Georges Ohnet était, aux yeux des lecteurs de la fin du 19e siècle, ce que sont pour nous, aujourd’hui, Marc Levy ou Guillaume Musso. Jules Lemaître, qui brillait en son temps comme critique littéraire alors qu’il aurait tant aimé être reconnu comme écrivain, avait écrit sur Georges Ohnet un article mémorable dont un bon mot, raconte Victor Giraud, résume l’effet : « Depuis l’article de M. Lemaître, a-t-on dit fort joliment, bien des gens continuent de lire M. Ohnet, mais on ne trouve plus personne qui s’en vante. » [1]
L’ouverture de l’article consacré à Georges Ohnet par Jules Lemaître dans la Revue bleue [2] donnait le ton : « J’ai coutume d’entretenir les lecteurs de la Revue de sujets littéraires : qu’ils veuillent bien m’excuser si je leur parle aujourd’hui des romans de M. Georges Ohnet. »

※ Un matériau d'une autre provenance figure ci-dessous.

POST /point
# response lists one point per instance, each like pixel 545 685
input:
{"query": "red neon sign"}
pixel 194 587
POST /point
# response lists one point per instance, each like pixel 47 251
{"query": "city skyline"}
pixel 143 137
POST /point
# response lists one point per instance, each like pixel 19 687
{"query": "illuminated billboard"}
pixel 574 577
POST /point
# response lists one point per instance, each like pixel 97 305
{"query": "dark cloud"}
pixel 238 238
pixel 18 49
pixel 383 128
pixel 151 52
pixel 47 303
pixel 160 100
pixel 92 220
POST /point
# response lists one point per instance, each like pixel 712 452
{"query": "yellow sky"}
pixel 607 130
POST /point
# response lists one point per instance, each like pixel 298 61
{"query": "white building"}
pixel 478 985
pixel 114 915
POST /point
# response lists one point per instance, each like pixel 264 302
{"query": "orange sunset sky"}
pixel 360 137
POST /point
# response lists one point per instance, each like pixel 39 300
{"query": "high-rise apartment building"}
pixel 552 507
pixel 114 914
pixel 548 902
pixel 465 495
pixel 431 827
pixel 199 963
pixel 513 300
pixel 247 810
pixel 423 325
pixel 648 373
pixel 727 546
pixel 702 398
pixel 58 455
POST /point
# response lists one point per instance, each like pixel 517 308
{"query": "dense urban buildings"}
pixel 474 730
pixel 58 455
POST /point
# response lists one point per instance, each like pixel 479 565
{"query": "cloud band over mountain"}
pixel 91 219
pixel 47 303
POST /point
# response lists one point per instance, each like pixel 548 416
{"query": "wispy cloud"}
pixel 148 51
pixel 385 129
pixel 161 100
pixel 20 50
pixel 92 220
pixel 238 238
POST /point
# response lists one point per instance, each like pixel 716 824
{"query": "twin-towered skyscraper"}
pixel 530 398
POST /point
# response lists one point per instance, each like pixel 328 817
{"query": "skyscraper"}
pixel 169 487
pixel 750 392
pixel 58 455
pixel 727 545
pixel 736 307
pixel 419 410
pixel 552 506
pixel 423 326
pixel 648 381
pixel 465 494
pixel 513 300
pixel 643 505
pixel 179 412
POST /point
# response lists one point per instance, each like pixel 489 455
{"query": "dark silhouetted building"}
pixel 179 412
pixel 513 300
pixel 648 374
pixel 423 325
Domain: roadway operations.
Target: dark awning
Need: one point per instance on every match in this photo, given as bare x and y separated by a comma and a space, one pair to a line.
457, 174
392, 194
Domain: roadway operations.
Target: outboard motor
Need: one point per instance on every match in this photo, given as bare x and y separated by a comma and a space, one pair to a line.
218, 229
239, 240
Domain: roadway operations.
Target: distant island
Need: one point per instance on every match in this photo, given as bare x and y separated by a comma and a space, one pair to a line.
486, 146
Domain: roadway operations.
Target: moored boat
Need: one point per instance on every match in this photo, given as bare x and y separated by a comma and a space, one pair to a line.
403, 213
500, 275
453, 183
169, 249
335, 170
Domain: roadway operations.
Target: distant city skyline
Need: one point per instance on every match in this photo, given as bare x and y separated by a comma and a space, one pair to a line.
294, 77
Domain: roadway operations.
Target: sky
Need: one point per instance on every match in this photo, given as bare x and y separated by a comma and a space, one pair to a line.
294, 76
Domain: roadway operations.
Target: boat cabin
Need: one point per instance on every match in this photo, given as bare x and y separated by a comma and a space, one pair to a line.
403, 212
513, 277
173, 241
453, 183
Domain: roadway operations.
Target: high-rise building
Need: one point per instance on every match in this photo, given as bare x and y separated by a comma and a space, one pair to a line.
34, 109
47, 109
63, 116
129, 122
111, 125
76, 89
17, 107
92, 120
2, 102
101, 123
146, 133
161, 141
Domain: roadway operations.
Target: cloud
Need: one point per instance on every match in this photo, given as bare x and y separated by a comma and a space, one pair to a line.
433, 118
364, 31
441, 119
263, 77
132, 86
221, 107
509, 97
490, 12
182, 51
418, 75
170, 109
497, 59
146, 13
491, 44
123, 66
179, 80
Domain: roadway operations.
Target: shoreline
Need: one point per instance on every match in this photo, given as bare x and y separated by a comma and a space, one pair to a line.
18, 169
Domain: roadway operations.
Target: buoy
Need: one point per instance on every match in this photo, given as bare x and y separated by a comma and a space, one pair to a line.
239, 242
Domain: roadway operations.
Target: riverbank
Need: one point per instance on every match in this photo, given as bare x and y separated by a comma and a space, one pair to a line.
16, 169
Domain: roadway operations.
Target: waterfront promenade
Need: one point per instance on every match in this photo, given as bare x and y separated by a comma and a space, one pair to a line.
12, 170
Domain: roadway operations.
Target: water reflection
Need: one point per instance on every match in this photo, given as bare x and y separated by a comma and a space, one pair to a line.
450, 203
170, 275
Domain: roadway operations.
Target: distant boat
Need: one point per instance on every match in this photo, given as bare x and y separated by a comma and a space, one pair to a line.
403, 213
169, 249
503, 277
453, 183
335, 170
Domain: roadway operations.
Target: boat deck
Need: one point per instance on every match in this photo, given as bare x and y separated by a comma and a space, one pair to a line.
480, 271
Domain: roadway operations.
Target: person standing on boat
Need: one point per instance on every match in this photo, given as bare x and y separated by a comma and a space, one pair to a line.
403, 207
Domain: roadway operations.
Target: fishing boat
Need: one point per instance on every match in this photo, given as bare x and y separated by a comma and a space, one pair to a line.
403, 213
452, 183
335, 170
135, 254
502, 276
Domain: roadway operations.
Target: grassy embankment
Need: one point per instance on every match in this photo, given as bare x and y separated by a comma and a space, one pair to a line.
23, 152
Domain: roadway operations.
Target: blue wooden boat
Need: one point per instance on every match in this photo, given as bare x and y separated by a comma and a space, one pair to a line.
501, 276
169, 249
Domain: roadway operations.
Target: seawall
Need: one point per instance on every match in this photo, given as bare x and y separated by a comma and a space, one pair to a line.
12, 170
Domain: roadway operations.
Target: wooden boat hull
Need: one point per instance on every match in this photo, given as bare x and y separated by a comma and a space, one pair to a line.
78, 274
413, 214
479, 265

Voici Georges Ohnet évacué d’urgence du champ (de bataille ?) littéraire. Au lecteur qui s’étonnerait de voir plusieurs pages consacrées à ce qu’on appellerait volontiers, suivant la terminologie de Roland Barthes [3] un écrivant plutôt qu’un écrivain, une explication est apportée sans tarder : « si ces romans sont en dehors de la littérature, ils ne sont peut-être pas en dehors de l’histoire littéraire. Et s’ils ne s’imposent pas à l’attention par eux-mêmes, ils la sollicitent par l’étonnante fortune qu’ils ont eue, et qui est de deux sortes. »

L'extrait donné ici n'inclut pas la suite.